Le retour en grâce des ENT.
Initié au début des années 2000, les ENT sont quasiment généralisés dans l’ensemble de l’enseignement secondaire (à quelques exceptions qui ont mis en place d’autres stratégies) et se déploie dans le primaire (comme par exemple dans la Somme depuis plusieurs années). Cet engouement pour les ENT va au-delà d’un simple retour en grâce, il s’agit d’une légitimation d’une stratégie qui aurait pu amener à des transformations profondes du système scolaire en particulier dans des démarches d’hybridation des enseignements et d’autonomisation des élèves. Mais la lourdeur de certains ENT, la difficulté des académies à les implanter dans les pratiques pédagogiques, la réticence des enseignants souvent peu formés à cette dimension, ont amené à une critique latente de ces produits alors qu’ils continuent malgré tout de se généraliser. Voilà enfin une occasion de montrer leur pertinence dans des situations qui viennent bousculer la forme scolaire.

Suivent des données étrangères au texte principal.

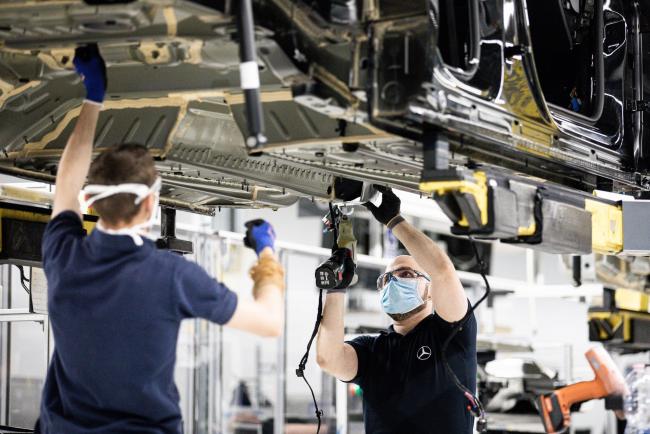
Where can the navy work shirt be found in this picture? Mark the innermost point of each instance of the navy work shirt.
(115, 310)
(404, 383)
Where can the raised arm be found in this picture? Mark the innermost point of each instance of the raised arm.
(264, 315)
(77, 155)
(447, 293)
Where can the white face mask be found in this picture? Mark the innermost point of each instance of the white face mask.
(141, 191)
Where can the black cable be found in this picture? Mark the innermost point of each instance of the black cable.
(476, 407)
(300, 372)
(24, 279)
(335, 226)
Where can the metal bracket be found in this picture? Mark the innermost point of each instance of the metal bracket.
(168, 240)
(637, 106)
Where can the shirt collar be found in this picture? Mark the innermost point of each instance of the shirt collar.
(421, 324)
(121, 243)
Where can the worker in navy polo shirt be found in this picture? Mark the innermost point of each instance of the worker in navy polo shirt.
(115, 301)
(405, 386)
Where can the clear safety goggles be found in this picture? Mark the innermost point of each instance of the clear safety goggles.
(99, 192)
(401, 273)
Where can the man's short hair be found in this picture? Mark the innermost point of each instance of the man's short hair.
(121, 164)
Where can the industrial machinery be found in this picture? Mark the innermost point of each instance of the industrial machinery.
(555, 408)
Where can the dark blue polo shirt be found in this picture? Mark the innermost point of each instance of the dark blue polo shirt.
(404, 383)
(115, 310)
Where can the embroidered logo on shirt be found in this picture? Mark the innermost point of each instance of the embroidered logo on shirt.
(424, 353)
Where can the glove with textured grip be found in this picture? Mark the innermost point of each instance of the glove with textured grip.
(389, 208)
(259, 235)
(267, 272)
(89, 64)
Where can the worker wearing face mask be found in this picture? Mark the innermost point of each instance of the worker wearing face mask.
(401, 373)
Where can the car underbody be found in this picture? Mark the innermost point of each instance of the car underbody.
(349, 89)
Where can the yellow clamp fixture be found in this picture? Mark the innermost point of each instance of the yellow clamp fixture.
(472, 188)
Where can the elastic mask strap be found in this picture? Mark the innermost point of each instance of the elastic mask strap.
(132, 232)
(141, 191)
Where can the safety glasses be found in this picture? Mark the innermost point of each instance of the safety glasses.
(402, 273)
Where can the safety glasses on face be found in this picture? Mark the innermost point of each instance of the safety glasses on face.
(402, 273)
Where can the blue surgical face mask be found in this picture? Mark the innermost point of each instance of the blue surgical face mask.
(401, 296)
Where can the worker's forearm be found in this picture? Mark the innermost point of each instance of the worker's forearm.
(269, 289)
(331, 335)
(425, 252)
(76, 158)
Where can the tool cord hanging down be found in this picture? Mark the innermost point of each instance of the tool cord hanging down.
(300, 372)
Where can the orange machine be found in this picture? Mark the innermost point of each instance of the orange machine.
(555, 408)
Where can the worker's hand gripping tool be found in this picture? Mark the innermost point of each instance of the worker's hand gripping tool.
(259, 234)
(89, 64)
(555, 408)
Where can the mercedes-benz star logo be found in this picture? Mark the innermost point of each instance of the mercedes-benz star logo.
(424, 353)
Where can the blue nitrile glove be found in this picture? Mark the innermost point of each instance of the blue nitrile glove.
(89, 64)
(259, 234)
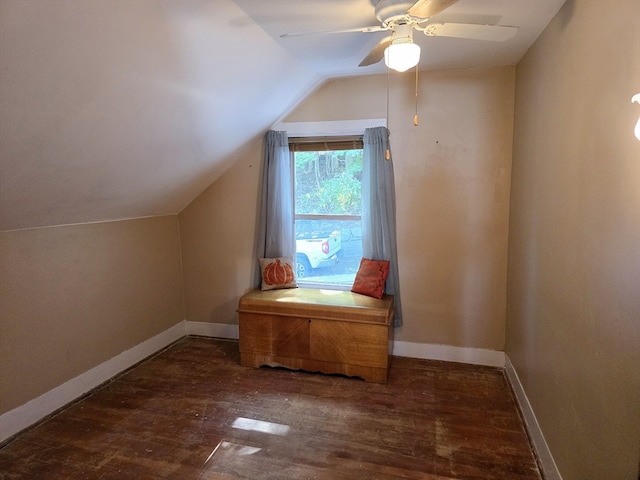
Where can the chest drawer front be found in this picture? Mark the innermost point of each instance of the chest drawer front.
(351, 343)
(274, 335)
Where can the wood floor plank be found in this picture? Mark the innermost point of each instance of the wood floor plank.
(192, 412)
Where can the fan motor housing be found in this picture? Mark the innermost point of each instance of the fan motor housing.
(393, 11)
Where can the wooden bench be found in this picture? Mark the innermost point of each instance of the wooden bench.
(317, 330)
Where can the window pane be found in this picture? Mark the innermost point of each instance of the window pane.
(328, 182)
(328, 252)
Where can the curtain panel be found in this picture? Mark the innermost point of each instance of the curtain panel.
(276, 237)
(379, 209)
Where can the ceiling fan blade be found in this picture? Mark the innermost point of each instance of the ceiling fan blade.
(377, 53)
(495, 33)
(429, 8)
(375, 28)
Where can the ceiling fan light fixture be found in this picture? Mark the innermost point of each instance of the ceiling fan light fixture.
(402, 55)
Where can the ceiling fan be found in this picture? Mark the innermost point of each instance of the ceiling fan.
(402, 18)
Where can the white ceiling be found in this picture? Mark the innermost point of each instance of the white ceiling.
(115, 109)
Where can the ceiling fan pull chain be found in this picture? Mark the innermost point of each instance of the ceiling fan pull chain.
(415, 117)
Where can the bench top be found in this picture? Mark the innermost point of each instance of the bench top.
(319, 303)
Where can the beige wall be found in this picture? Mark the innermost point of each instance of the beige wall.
(452, 182)
(73, 297)
(573, 328)
(218, 241)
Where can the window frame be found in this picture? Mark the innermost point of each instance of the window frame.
(318, 144)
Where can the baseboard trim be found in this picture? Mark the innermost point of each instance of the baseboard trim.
(24, 416)
(448, 353)
(545, 459)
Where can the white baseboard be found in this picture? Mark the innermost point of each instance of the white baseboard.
(448, 353)
(547, 463)
(35, 410)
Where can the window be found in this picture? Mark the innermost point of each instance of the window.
(328, 205)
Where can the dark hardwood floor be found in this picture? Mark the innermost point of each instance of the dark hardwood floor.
(192, 412)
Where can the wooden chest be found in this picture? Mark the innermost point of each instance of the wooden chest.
(317, 330)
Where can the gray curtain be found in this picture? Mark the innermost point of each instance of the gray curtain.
(276, 237)
(379, 209)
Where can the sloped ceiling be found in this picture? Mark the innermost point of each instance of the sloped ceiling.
(115, 109)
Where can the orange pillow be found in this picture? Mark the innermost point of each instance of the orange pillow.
(277, 273)
(371, 277)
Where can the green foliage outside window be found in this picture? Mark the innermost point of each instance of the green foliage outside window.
(328, 182)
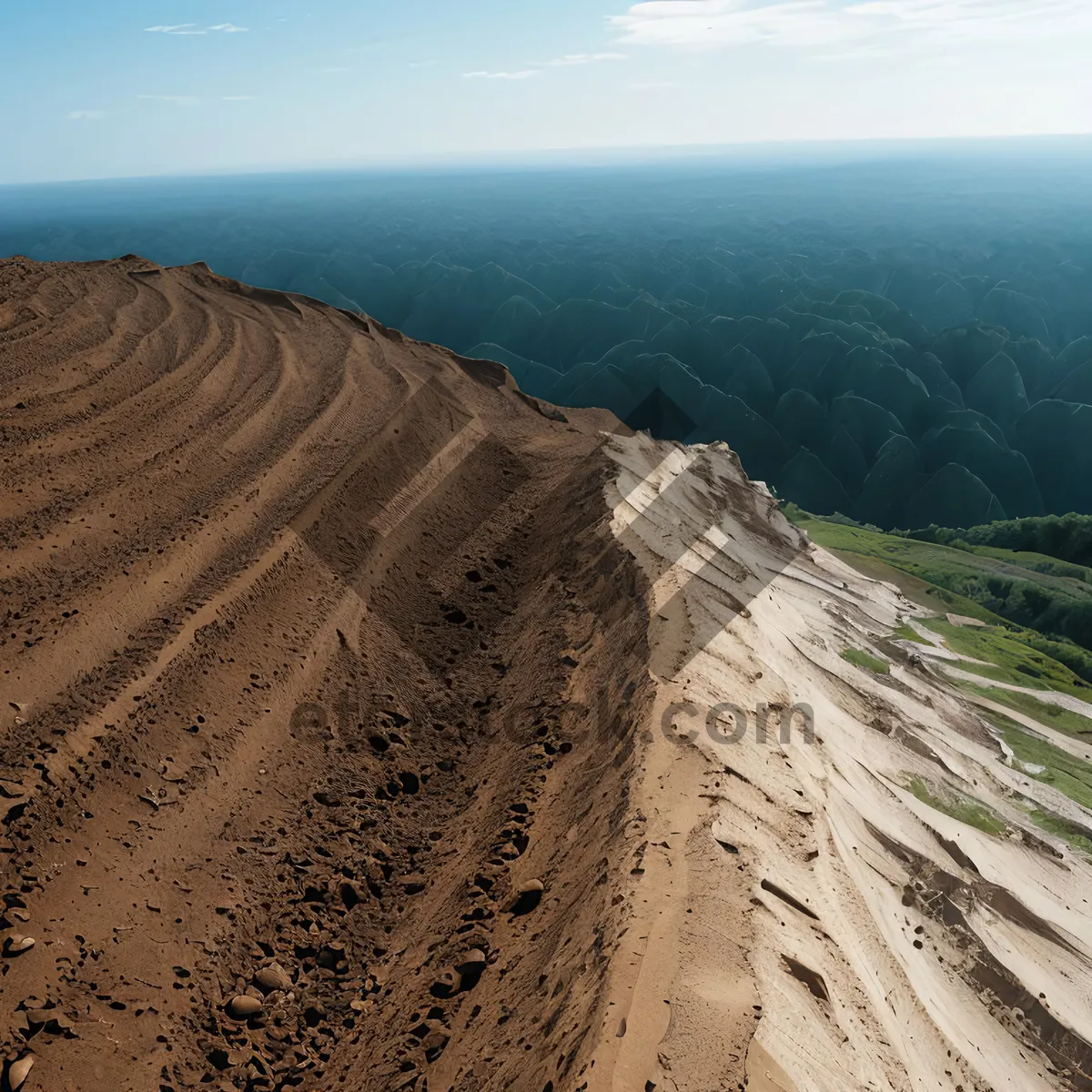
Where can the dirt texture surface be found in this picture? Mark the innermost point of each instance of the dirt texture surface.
(303, 625)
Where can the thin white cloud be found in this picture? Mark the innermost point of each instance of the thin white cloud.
(822, 23)
(571, 59)
(194, 28)
(177, 28)
(522, 75)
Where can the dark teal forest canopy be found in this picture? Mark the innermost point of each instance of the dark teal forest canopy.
(906, 341)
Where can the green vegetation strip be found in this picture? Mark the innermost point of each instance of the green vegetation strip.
(1013, 661)
(1064, 771)
(860, 659)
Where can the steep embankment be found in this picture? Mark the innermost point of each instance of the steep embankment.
(369, 725)
(298, 618)
(876, 895)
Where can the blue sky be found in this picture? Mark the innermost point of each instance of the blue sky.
(159, 86)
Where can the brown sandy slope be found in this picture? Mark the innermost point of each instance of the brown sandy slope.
(299, 621)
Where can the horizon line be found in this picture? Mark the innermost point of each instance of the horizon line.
(573, 157)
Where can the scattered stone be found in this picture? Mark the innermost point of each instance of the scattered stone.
(19, 1070)
(272, 977)
(527, 898)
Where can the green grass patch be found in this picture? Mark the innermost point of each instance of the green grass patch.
(860, 659)
(1064, 771)
(965, 808)
(1058, 827)
(909, 633)
(1030, 591)
(1053, 716)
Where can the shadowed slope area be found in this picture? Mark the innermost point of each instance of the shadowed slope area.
(294, 609)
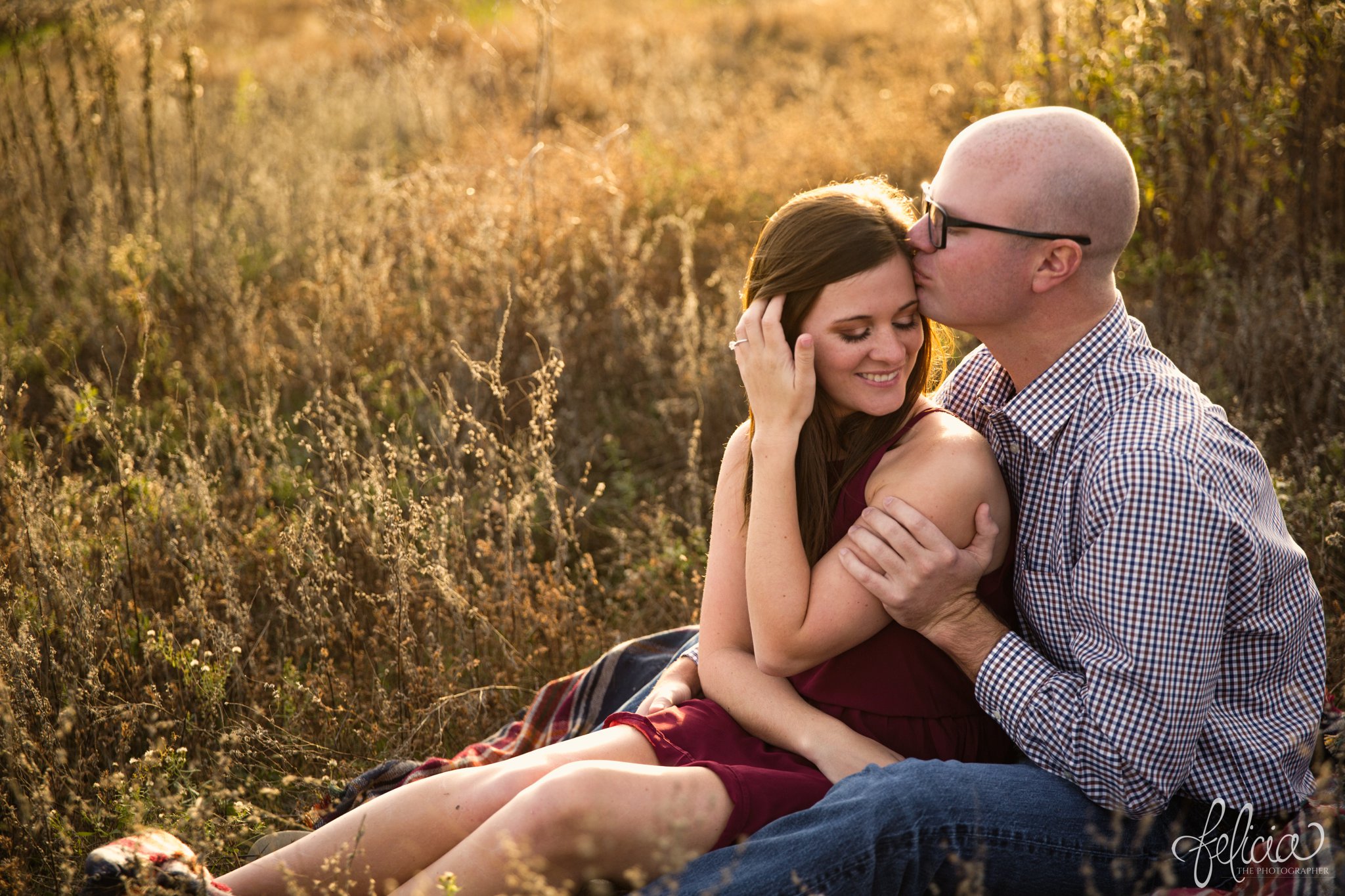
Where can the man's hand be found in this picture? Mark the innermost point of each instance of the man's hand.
(923, 580)
(929, 584)
(680, 683)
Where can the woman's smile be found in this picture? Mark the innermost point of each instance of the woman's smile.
(868, 335)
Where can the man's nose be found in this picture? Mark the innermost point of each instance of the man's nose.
(919, 236)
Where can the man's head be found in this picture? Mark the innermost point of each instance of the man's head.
(1047, 171)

L’arrivée d’acteurs privés
Cela était inévitable, tant le marché est tentant. Ces acteurs privés du soutien et de l’accompagnement scolaire s’adressent d’abord aux familles. Or dans le cas présent difficile de les solliciter, en particulier financièrement, car elles vont être elles aussi en difficulté (chômage partiel etc.). Il faut alors se tourner vers les financeurs publics qui sont très perméables à leurs offres du fait de la situation. Ainsi en est-il de la start’up évoquée dans le cas de l’Ile de France. On comprend que le contrôle sur ces offres va devoir se faire conjointement entre les collectivités et l’académie si l’on veut assurer une cohérence de l’offre.
La réhabilitation du CNED
Il est très mis en avant en ce moment. Son directeur avait rencontré le ministre il y a plusieurs semaines, avant l’éclatement de la crise sanitaire et il est probable qu’il était dans une situation positive pour proposer des solutions, permettant au ministre de montrer qu’il avait anticipé. Dans le site de l’académie de Paris, il est judicieusement indiqué que le soutien apporté par le CNED est à associer au suivi par les enseignants que l’on incite à s’identifier sur la plateforme proposée pour connaître les propositions faites aux élèves et ainsi assurer au mieux l’accompagnement.
Repartir de l’enseignant
La continuité pédagogique, nous l’avons déjà écrit, repose d’abord sur la proximité. C’est pourquoi il est nécessaire de repartir de l’enseignant et de ses élèves pour la penser. Si certains pensent qu’il suffit de mettre à disposition des ressources de quelque nature que ce soit, ils oublient les débuts de la FOAD où certains pensaient qu’en mettant en ligne des PDF (et maintenant des cours en vidéo) cela suffirait… En réalité il n’en est rien. La relation pédagogique est une forme de contrat qui est constamment interrogé dans le quotidien de la classe et qu’il faudra interroger aussi dans la situation actuelle : comment redéfinir le contrat pédagogique entre les enseignants, les élèves et les familles. Si l’on ne regarde pas cela de près, alors ce seront simplement de nouvelles « grandes vacances »… voir la vacance des initiatives publiques. Il semble que l’UNESCO sollicite les pays pour mettre du lien et proposer des solutions partagées… Mais suffit-il de solutions (même gratuites et libre) techniques, il faut aussi du lien humain.